Tesco Bank billed for 2016 cyber attack
Tesco Bank has been issued with a £16.4m penalty for a cyber-attack in 2016 that left customers locked out of their internet banking for two days. It was massive news at the time with many frustrated customers airing their views on the handling of the situation.
The Financial Conduct Authority ruled that the bank had failed to put adequate measures in place to protect customers, despite being given “a very specific warning” about vulnerabilities in the “design of its debit cards, financial crime controls and financial crime operations team”.
This allowed hackers to steal £2.3m from customers in the space of 48 hours, which Tesco Bank was forced to cover taking a hit for its customers.
CEO Garry Mallon claimed the bank had since “significantly enhanced our security measures to ensure that our customers’ accounts have the highest levels of protection.”
Fujitsu goes back to school with cyber security college – another Citadel Blog!
Run in association with University Technical Colleges (UTCs) in England, the UTC Cyber Group will equip 14-19 year-olds with skills required for a job in the IT security market, with the hope of addressing the shortage of cyber security expertise in UK industry.
Fujitsu is hoping to see more than 500 students come through its doors every year, reports Information Age.
Beefed-up BlackBerry adds quantum cryptography tools
BlackBerry has made a move to protect its customers against the next generation of quantum computers with new cryptography tools.
The company has added capabilities to its technical inventory that enables software to be digitally stamped with “quantum-resistant” code.

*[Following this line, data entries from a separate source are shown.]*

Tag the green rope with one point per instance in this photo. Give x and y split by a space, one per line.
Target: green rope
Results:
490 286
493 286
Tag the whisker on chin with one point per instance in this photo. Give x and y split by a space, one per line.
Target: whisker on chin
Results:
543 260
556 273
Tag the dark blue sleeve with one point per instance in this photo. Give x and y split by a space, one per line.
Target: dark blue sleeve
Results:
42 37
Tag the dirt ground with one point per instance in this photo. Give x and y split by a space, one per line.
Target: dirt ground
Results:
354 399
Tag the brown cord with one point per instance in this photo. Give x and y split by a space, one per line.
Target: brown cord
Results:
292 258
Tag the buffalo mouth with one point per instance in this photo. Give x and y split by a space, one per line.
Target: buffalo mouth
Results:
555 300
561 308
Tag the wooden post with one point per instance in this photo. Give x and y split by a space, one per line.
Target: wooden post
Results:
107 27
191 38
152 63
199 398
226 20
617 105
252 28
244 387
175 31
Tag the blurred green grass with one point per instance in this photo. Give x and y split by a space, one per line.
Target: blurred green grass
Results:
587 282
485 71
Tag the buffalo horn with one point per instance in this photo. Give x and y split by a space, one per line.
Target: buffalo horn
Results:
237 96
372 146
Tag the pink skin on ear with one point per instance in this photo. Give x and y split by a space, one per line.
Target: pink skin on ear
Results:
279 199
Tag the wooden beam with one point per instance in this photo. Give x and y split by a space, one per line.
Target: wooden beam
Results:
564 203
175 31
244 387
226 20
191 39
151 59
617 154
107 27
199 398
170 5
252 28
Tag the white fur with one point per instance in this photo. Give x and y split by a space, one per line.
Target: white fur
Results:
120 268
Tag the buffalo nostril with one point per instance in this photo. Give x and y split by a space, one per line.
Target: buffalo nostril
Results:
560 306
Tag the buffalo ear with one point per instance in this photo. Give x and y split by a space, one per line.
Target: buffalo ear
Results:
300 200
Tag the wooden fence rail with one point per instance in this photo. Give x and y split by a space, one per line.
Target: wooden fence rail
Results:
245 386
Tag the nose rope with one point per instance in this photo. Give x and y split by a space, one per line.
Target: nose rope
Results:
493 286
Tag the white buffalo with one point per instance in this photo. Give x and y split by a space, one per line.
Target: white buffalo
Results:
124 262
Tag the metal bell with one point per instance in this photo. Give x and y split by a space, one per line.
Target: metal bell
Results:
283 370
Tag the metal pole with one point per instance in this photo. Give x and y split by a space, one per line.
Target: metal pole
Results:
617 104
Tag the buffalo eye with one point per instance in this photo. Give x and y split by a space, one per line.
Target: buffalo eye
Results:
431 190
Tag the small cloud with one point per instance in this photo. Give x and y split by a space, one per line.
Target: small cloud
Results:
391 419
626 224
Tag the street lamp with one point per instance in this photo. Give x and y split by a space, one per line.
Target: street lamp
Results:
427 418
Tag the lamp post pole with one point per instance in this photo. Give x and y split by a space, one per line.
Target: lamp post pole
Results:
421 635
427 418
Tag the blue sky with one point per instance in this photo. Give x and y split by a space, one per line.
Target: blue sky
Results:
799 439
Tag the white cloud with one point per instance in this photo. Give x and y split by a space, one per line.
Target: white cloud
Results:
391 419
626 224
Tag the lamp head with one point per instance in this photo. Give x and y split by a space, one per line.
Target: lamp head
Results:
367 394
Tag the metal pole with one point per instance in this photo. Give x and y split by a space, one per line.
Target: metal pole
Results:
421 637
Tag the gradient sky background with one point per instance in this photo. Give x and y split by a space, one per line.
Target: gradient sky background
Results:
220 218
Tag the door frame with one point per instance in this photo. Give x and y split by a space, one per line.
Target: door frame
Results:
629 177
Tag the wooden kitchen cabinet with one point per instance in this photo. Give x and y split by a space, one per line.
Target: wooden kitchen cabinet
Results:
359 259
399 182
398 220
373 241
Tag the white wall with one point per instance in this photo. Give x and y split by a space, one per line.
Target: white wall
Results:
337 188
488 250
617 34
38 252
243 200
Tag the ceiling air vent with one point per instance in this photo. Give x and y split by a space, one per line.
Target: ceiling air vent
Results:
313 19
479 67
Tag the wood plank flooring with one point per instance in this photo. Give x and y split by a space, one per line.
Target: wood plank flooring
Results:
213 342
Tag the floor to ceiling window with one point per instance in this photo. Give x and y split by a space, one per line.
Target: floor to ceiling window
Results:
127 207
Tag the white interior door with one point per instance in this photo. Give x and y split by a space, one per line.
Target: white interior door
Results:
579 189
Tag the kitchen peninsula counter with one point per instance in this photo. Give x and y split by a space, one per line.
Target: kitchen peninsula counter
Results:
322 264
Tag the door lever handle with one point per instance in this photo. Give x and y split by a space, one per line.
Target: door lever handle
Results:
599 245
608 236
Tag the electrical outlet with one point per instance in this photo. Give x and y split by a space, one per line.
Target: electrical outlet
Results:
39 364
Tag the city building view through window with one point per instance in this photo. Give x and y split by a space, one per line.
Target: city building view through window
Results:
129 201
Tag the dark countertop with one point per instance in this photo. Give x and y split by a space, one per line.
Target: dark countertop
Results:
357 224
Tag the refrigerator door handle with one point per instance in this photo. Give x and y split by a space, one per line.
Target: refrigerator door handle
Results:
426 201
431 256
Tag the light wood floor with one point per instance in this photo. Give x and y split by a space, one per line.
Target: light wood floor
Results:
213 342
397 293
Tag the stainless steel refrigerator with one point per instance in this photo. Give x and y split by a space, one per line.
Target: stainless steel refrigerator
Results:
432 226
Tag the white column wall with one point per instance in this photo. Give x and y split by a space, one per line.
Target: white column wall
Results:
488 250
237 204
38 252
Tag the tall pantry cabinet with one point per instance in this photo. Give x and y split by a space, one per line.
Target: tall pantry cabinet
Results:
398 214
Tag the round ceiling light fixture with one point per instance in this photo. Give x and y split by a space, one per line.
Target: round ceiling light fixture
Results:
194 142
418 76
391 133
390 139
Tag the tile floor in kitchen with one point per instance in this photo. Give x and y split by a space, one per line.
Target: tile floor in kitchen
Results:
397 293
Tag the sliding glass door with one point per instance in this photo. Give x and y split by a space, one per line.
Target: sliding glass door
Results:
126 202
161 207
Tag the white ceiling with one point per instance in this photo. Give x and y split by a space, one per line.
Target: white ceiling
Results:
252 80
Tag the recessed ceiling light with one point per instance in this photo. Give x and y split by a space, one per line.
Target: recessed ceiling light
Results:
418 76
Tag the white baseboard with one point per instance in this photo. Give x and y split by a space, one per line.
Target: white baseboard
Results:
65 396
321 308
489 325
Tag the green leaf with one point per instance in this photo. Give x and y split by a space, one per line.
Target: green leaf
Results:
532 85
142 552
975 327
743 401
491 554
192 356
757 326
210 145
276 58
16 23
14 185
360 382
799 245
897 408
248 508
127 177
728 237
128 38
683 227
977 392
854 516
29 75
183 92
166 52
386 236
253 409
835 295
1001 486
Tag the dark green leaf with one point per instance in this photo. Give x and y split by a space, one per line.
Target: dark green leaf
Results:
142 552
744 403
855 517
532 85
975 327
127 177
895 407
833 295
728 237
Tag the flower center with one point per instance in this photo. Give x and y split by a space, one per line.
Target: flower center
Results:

When they arrive, quantum computers will be able to break traditional cryptography methods with relative ease. BlackBerry’s solution is designed to make software more difficult to crack by next-gen computers.
BlackBerry’s new tools will be available in November.
Charles Eagan, chief technology officer at BlackBerry, said: “Quantum computing will solve groundbreaking problems in healthcare, transportation, astrophysics, government, and many other fields; however, it also gives bad actors the potential to crack traditional public key crypto-systems and then attack the underlying data they protect.
“By adding the quantum-resistant code signing server to our cyber security tools, we will be able to address a major security concern for industries that rely on assets that will be in use for a long time. If your product, whether it’s a car or critical piece of infrastructure, needs to be functional 10-15 years from now, you need to be concerned about quantum computing attacks.”
British antivirus firm celebrates £125bn valuation
A British cyber security firm that provides threat detection software to the NHS is now worth $1.65bn (£1.24bn) after raising $50m in its latest round of funding.
Darktrace offers machine learning-driven security software designed to actively seek out cyber nasties on IT networks and beat them back before they become an issue and is often found at many events around the country supporting SMEs with valuable education resources.
Its software was instrumental in helping stop the spread of the WannaCry virus in the NHS in 2017. The company’s headcount has ballooned by 60% in the last 12 months, standing at over 750 employees worldwide.
Nicole Eagan, Darktrace CEO, said: “The increase in our valuation in just a few months is testament to the fundamental power of our Enterprise Immune System. As we begin to see real-world attacks leveraging offensive AI, Darktrace will be indispensable in keeping defenders one step ahead.”